Hypothesis 2a. Code performance is negatively related to time spent on code.
Hypothesis 2b. Code performance is positively related to code interactions.
Hypothesis 2c. Code performance is positively related to trustworthiness perceptions.
Hypothesis 2d. Code performance is positively related to participants’ willingness to reuse code (i.e., trust).
Prior research, however, has shown that trust perceptions of code sometimes interact unpredictably. Interestingly, Alarcon and colleagues [
1] found that when code was organized poorly but was highly readable and reputable, programmers spent more time on and were more trusting of the code. According to the HSM, the high reputation and readability of the code may have prompted the user to perform systematic processing over code snippets that are functional and compile [
2,
12], even though the code was poorly organized. Similarly, Alarcon and colleagues [
16] investigated the effects of comments—defined as documentation that has no effect on code functionality—on trust perceptions of code. Trust assessments were found to not be solely based on the code itself but can be influenced by informational cues ascertained from outside sources, such as commenting or perhaps the repository website from which the code was obtained.

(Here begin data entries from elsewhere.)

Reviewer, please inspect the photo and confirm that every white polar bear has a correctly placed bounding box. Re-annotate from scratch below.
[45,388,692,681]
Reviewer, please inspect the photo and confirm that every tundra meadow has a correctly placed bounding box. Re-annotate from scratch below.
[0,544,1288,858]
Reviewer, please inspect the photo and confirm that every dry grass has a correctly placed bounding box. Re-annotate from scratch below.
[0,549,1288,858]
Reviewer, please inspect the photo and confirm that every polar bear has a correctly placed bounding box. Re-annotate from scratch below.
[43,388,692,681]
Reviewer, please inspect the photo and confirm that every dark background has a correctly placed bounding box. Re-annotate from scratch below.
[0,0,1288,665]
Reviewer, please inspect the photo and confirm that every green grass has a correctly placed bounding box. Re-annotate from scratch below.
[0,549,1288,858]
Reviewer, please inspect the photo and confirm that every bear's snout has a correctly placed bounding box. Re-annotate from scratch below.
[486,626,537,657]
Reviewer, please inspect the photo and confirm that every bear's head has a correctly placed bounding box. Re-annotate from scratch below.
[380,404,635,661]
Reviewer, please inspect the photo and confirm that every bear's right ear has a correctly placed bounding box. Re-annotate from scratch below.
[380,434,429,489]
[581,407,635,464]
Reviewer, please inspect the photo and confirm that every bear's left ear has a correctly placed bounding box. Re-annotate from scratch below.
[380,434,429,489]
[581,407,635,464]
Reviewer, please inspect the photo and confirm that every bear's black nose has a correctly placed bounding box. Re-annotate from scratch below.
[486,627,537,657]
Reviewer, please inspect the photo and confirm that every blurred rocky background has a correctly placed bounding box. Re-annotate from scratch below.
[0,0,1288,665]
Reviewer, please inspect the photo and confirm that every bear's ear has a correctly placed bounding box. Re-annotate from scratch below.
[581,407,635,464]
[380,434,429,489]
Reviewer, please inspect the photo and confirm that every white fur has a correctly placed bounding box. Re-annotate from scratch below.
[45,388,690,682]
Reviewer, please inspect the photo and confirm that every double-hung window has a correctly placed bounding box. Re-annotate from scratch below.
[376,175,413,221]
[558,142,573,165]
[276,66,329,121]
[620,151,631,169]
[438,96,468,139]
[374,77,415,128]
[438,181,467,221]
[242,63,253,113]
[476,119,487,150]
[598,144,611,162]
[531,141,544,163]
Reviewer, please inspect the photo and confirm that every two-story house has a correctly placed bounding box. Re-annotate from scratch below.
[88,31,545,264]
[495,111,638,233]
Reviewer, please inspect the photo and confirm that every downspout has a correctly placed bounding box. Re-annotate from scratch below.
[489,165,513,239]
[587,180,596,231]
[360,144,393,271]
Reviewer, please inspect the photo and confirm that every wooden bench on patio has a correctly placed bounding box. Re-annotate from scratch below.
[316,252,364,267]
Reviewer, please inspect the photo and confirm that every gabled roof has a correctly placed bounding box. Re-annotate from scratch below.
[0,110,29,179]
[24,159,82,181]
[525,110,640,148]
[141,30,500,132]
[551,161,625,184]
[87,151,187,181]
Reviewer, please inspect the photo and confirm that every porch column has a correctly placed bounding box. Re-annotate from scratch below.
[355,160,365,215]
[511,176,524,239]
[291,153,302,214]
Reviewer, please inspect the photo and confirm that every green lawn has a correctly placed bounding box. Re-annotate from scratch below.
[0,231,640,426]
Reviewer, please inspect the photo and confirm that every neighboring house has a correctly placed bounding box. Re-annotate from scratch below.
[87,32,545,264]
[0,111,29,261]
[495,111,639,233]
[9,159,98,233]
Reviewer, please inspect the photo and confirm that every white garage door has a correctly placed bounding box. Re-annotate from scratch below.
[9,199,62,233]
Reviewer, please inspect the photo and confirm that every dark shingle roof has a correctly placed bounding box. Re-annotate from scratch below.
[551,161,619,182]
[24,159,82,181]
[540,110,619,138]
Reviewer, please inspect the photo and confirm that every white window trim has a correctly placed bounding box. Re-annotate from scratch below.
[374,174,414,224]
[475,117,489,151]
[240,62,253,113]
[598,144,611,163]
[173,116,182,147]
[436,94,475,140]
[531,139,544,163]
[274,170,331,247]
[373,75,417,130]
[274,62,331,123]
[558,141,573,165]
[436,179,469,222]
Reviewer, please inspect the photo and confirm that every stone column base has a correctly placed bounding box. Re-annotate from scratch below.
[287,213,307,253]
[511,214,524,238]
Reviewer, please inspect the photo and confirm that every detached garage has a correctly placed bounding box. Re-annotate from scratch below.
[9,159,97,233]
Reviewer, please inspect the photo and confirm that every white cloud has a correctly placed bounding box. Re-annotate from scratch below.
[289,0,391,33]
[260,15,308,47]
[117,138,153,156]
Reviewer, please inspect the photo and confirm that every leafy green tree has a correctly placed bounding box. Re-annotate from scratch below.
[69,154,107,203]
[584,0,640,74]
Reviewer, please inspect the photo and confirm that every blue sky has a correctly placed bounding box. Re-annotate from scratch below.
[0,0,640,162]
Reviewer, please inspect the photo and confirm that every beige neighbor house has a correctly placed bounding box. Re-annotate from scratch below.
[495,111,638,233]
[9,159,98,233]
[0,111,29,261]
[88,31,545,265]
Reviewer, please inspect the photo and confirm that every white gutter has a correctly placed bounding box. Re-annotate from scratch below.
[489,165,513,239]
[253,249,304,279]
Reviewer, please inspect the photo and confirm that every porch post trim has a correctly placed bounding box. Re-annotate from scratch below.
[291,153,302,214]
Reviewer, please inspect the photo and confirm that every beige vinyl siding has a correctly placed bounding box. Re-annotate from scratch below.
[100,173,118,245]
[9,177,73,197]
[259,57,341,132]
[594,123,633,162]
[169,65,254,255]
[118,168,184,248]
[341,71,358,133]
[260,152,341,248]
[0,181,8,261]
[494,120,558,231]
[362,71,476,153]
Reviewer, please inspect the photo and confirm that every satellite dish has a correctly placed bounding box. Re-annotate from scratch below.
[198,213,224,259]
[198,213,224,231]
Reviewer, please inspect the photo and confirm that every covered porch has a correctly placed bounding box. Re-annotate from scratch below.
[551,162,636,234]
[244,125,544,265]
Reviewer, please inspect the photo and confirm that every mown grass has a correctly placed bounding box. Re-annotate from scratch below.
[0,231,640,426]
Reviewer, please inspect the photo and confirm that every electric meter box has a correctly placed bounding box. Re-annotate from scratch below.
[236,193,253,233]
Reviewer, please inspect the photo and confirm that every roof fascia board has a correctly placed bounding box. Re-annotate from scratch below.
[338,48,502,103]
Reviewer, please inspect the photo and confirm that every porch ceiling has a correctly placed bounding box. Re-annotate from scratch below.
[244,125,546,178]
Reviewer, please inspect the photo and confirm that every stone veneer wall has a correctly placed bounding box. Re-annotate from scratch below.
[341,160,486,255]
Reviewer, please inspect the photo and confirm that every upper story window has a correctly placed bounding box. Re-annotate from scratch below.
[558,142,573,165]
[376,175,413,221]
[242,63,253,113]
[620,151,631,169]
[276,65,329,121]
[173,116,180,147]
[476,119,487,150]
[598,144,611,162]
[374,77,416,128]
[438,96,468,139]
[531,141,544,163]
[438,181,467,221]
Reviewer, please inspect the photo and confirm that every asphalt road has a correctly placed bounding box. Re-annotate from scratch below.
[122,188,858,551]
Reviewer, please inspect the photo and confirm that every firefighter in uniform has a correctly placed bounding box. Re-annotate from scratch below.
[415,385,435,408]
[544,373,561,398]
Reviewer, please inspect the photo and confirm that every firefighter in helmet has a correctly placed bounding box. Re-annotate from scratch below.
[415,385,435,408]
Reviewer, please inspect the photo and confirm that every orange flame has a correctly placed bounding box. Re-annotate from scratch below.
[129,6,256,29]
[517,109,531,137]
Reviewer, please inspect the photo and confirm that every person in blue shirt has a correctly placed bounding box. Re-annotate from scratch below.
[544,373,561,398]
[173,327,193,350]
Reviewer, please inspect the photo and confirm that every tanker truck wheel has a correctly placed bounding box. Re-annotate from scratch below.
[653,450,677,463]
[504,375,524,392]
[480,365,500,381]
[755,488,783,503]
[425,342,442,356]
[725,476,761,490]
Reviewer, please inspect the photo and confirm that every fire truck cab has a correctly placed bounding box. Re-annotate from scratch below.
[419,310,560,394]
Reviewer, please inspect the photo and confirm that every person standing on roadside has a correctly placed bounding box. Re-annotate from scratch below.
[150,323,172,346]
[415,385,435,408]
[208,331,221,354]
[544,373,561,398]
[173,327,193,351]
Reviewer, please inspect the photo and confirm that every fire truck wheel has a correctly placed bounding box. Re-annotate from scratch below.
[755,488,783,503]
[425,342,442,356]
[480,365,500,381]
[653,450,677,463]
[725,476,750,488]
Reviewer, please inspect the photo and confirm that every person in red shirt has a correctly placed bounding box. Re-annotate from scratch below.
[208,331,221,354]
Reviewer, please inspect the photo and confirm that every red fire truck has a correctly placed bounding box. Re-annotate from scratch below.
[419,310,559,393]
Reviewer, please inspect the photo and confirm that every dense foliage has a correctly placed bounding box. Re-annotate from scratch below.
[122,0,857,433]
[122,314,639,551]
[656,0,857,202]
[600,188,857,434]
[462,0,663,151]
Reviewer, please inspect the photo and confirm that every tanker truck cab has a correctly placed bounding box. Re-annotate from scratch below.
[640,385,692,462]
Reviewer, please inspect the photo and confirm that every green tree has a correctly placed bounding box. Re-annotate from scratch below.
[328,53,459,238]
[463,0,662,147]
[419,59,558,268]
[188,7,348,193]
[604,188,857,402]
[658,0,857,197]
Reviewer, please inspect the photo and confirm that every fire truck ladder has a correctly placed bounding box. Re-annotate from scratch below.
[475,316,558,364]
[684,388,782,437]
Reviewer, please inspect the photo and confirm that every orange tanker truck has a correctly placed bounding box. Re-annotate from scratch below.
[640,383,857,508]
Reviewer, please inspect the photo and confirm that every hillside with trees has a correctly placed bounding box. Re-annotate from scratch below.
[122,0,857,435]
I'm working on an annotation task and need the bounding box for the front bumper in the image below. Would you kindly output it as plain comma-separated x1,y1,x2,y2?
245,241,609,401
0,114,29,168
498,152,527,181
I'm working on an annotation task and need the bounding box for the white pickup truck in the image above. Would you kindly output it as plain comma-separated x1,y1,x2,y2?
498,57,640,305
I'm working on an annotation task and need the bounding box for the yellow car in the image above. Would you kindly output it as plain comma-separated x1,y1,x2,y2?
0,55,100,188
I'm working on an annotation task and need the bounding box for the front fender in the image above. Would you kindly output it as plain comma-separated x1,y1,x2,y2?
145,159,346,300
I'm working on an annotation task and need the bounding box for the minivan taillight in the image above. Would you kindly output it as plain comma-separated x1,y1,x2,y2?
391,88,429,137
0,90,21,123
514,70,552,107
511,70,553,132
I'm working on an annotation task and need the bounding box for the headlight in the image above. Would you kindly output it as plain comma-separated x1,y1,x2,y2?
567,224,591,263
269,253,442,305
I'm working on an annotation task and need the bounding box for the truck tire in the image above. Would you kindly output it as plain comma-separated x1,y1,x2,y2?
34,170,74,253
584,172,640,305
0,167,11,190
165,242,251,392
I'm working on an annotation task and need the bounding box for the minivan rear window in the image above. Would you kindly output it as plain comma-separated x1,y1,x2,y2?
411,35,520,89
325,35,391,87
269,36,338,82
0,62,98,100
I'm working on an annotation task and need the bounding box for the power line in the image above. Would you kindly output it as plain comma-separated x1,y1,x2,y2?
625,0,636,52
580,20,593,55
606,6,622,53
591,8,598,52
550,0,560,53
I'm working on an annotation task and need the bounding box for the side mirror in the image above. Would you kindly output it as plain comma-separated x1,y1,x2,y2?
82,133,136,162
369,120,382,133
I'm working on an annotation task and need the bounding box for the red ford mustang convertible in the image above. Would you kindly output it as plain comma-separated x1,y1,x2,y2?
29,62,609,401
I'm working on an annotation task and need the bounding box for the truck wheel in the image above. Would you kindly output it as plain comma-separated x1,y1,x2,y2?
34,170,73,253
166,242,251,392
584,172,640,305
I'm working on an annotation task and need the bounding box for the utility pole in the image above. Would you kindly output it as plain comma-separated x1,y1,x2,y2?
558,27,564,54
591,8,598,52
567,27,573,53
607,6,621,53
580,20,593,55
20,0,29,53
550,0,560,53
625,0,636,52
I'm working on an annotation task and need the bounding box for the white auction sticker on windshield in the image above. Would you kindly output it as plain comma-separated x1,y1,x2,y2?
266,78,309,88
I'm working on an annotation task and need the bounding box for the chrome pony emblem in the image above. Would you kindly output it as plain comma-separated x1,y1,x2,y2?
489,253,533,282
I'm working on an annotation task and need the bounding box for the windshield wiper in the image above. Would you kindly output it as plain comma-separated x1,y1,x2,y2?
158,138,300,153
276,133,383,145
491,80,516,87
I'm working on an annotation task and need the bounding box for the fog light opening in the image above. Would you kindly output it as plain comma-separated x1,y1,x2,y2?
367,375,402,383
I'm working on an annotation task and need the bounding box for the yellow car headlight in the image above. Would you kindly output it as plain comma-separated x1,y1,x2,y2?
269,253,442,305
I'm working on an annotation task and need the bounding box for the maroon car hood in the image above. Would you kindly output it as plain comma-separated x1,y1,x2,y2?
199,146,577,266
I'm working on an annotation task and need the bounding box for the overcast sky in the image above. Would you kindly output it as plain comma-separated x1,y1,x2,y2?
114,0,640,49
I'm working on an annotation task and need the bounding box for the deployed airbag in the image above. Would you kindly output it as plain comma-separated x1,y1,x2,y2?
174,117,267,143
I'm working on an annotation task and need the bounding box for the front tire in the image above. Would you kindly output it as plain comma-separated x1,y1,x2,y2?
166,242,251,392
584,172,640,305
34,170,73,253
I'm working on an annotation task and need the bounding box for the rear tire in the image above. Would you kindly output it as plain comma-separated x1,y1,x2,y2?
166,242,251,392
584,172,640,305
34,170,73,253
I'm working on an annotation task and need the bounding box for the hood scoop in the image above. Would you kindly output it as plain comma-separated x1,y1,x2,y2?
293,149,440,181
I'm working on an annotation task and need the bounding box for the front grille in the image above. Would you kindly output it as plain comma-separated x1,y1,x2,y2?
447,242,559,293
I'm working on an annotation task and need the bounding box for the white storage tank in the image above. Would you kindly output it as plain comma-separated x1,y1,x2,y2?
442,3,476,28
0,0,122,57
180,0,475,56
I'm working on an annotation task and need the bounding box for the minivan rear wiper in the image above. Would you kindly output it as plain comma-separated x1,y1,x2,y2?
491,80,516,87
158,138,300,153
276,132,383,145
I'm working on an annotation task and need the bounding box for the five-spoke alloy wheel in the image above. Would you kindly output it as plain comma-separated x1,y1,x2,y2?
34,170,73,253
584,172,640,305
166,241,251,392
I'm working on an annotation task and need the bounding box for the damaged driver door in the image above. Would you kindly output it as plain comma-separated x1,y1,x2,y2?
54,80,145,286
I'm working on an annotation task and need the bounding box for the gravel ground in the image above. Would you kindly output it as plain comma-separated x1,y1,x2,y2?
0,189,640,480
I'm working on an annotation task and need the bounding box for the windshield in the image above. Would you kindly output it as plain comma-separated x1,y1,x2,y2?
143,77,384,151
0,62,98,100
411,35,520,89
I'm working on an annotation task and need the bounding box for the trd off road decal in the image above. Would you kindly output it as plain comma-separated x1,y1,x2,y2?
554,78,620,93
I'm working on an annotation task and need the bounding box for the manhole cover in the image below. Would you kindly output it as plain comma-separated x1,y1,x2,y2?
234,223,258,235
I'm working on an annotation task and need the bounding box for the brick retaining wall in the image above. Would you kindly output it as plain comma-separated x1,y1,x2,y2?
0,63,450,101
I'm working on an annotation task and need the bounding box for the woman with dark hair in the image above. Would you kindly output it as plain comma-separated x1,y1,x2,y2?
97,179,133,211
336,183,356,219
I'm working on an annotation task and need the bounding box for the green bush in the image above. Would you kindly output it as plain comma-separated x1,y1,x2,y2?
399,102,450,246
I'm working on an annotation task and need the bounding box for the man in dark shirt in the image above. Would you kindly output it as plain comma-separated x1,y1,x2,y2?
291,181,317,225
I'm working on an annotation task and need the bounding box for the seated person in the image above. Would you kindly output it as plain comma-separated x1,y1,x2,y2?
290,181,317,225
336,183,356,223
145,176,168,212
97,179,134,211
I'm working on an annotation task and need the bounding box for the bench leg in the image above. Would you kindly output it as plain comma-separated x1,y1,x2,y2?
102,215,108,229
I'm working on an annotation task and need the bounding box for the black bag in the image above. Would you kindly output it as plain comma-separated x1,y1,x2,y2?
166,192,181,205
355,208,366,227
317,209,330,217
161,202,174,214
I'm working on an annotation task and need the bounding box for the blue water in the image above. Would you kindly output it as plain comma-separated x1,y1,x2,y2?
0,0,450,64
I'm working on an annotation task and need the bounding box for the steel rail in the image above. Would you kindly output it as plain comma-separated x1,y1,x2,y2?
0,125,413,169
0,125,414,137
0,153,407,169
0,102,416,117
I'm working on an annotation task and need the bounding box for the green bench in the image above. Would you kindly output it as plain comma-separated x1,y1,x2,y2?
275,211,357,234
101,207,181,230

These studies indicated that the relationship between the factors found in Alarcon and colleagues’ [
2] CTA and trustworthiness perceptions is not straightforward. Thus, we used exploratory techniques when interpreting the extent to which the reputation of the code source and perceived code performance interact to influence trustworthiness perceptions and willingness to reuse (i.e., trust) the OSS code. Specifically, in cases where we found a significant two-way interaction, we examined the bar charts and highlighted the general trends without reporting inferential statistics.